«Отец встал и, не раздумывая, пожал Тимуру руку» (пункт 15).
Утром, покинув той же ночью столицу, как Маша Миронова Петербург, все трое оказываются вновь на даче (пункт 16).
В отличие от капитанской дочки, героине не приходится объясняться: отцу достаточно ее ручательства. Перед нами — доверие между людьми в его чистом виде, то, которым Пушкин оснащает лишь отношения между Пугачевым и Гриневым.
Только вслед (не ранее) за кратким контактом Женьки с ее отцом тема переходит на второй уровень власти: Ольга объясняется с находящимся на том же уровне дядей Тимура: «Тише! — сказала Ольга. — Ни кричать, ни стучать не надо. Тимур не виноват. Виноваты вы, да и я тоже» (пункт 15). Подчеркнем, что именно на этом уровне становится необходимым выяснение: «Оля, расскажи человеку все толком» (этот рассказ выполняет функцию «письма будущему свекру» в «Капитанской дочке»).

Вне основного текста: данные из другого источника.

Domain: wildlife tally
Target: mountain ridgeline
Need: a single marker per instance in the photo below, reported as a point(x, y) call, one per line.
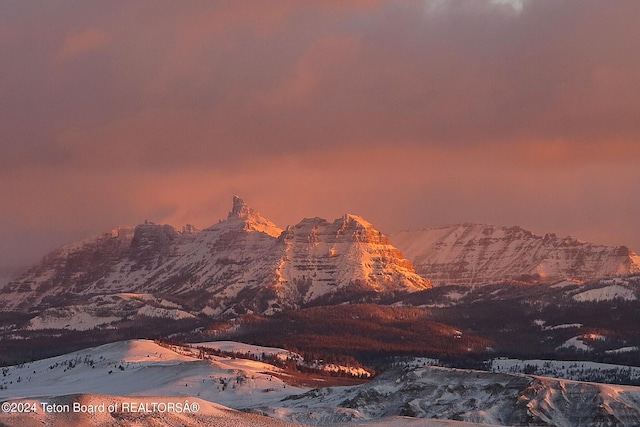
point(242, 264)
point(246, 264)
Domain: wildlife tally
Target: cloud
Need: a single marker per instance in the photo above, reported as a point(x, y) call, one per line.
point(81, 42)
point(410, 113)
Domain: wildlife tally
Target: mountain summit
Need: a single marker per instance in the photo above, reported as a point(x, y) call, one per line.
point(476, 254)
point(242, 264)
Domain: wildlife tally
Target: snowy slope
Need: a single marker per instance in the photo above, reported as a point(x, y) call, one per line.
point(144, 368)
point(319, 257)
point(143, 371)
point(472, 254)
point(242, 264)
point(471, 396)
point(122, 411)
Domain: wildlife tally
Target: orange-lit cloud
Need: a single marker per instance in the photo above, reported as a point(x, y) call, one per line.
point(81, 42)
point(408, 113)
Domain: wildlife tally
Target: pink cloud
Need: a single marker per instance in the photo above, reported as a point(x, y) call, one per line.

Повесть Гайдара несет в себе невольное воспоминание о прежнем состоянии России, запечатленном литературой. Благородные отношения между людьми, устанавливаемые Тимуром, базируются не на очищенных от наносного советских ценностях — показано, как в самом младшем поколении идет подспудная реставрация ценностей досоветской России, которая тут же присутствует в виде музейного экспоната — старого «джентльмена» Колокольчикова, невозможного в качестве положительного персонажа несколькими годами ранее; преображение музейности в актуальность происходит тут же в пространстве повести.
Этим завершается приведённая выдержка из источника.